By  on June 28, 2007

WASHINGTON — The House was set to vote late Wednesday on an eight-month extension of a trade preference program that benefits apparel and textile companies doing business in four Andean countries.

The Andean Trade Preference Act, which was facing expiration on Saturday, gives duty free status to apparel made in Peru, Colombia, Ecuador and Bolivia, and exported to the U.S.

House Ways and Means Committee chairman Charles Rangel (D., N.Y.) had postponed the panel's vote on a two-year extension last week to resolve differences with his counterparts in the Senate.

Top House and Senate lawmakers on trade reached a compromise on the legislation and scaled back the length of the extension to eight months from the two years in the original proposal.

As part of the compromise, the leaders bypassed committee votes and placed the bill on the House "suspension calendar," a procedural step for noncontroversial bills that requires a two-thirds majority for passage.

The House vote was the first trade test for Democrats, who took control of Congress this year, and it was likely to indicate where the Democratic caucus stands on trade.

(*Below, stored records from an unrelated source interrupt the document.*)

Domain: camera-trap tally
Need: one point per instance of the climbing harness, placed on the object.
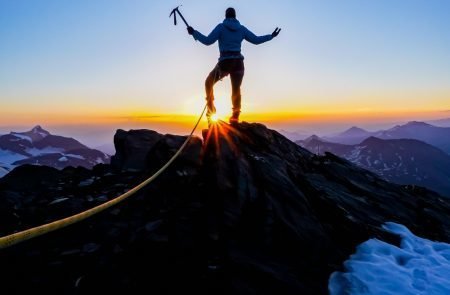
(21, 236)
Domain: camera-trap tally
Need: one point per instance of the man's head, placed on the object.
(230, 13)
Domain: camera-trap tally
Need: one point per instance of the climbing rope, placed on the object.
(21, 236)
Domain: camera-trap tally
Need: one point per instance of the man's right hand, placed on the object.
(276, 32)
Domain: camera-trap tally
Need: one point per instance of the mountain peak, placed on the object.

Rangel and his committee's ranking Republican, Jim McCrery (R., La.), did not explain the reduction in the length of the extension. However, the lawmakers said in a joint statement that they expect "swift action in the House and Senate," and plan to send the bill to President Bush for his signature before the program expires on Saturday.

Sen. Chuck Grassley (R., Iowa), the ranking Republican on the Senate Finance Committee, who had been critical of extending unilateral benefits to Bolivia and Ecuador because of an apparent move away from free market principles, said he would keep a close eye on those governments, but called the bill a "reasonable compromise."

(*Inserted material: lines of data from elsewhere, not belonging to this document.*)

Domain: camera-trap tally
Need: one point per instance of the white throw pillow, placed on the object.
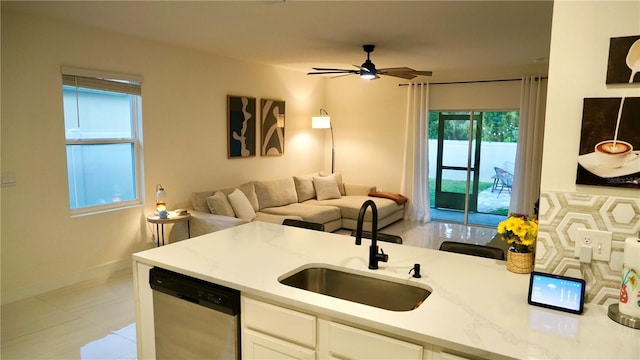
(326, 187)
(241, 205)
(219, 204)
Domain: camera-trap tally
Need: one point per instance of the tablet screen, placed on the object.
(557, 292)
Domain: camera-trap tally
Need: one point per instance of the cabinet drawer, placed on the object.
(280, 322)
(352, 343)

Congress could take up separate, bilateral free trade agreements with Peru and Colombia this year.

Business groups had hoped for a longer extension, but most said they still supported a short-term action to avoid a lapse in the program's benefits.

"We would have preferred a longer term extension but we need something to get us past the expiration on Saturday," said Julia Hughes, senior vice president at the U.S. Association of Importers of Textiles and Apparel.For the year ended April 30, apparel imports from the Andean region totaled $1.4 billion, according to the U.S. Commerce Department.

Textile producers, who exported $207 million in yarns and fabrics to the region last year, welcomed the extension, but also had pressed for a longer-term program.

"This is not the best way to encourage business in the region, but it is better than letting the program expire," said Cass Johnson, president of the National Council of Textile Organizations. "If importers had been left with paying enormous duties on goods using U.S. fabrics and yarns, they would have switched to Asia pretty quickly."